# 2001 VW GOLF 2.0L AVH Coolant Temperature Sensor Picture and replacement. Error Code P0118



## sxristi (May 17, 2011)

My engine light came on and I used a cheap OBD II tester (from ebay $24 with some free OBDII software it came with) to detect the problems. 

The code that the check engine light showed for that was:
P0118 Coolant Temperature sensor running too high. 










According to VW GOlf official factory repair manual (some pdf download) it says that it is the coolant temperature sensor faulty. So it matches up with what the dealer told me (they asked me for $100 to replace that).


I decided to do it myself so I read few posts on how to change the coolant temperature sensor on various vw engines. Some posts indicate that some coolant will leak out when you remove that G62 sensor. However on my model 2001 Golf 2.0L AVH the sensor is so easy to find and it lies on a vertical position. 










When I took the safety clips out and pulled out the sensor no coolant leaked  . 
I just placed my new sensor back on replaced my original clip and electrical connector back on to it. It took me around 10-15 minutes inlcuding picture taking. No coolant wasted no additional parts. It took me several hours to edit photos edit and upload this write up 

So here we go:

*Step1* l_ocate the sensor._ The green piece with the cap on the picture below:










*Step 2* _remove the electrical connector from the sensor I used a screwdriver to click the back of it and pulled up._










*Step 3* _Use a screwdriver to take the clip out. Be careful not to brake it. If you are not careful and brake the clip you may get stuck. So maybe you should purchase an extra one before you try this DIY. As someone mentioned on another post they only cost 75 cents at the dealer. I did not buy a clip since I was very careful taking it out._










Note the clip is ready to come off now i just kept it there in position for you to see how it goes back in.
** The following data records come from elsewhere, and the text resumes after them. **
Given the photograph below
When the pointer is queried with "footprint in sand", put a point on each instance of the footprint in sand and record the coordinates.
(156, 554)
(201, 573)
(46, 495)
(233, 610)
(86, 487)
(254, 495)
*Step 4 *_ Remove the clip and pull out the old sensor back and forth motion. 
On this model no fluid leaked out. Lucky me this it gave me time to install the new sensor with out stressing out ._










The old sensor with the old o-ring:










*Step 5* _Insert the new sensor with the new o-ring. _










Note how it is in a vertical position so there were no leaks on my model.










*Step 6 *_Gently reinsert the clip nice and firm, that will lock the sensor in place. Now snap back on the electrical connector. 

You are done._

It was all an ebay purchase (the green coolant temperature sensor with the 4 pins inside). I purchased the item from a US vendor with the O-ring included 2 days later it arrived. 

My total cost on for the green sensor (o-ring included) was $23.70. However after I made the purchase I found it on another site for just $19.60 including shipping (May 2011 prices). 

Conclusion: It was an easy job on my model. I think that my car did run smooth on the test drive after the change. I do not how it helped. Perhaps the computer readings are correct now so it result on a better drive. 

Hope this helps some of you.


----------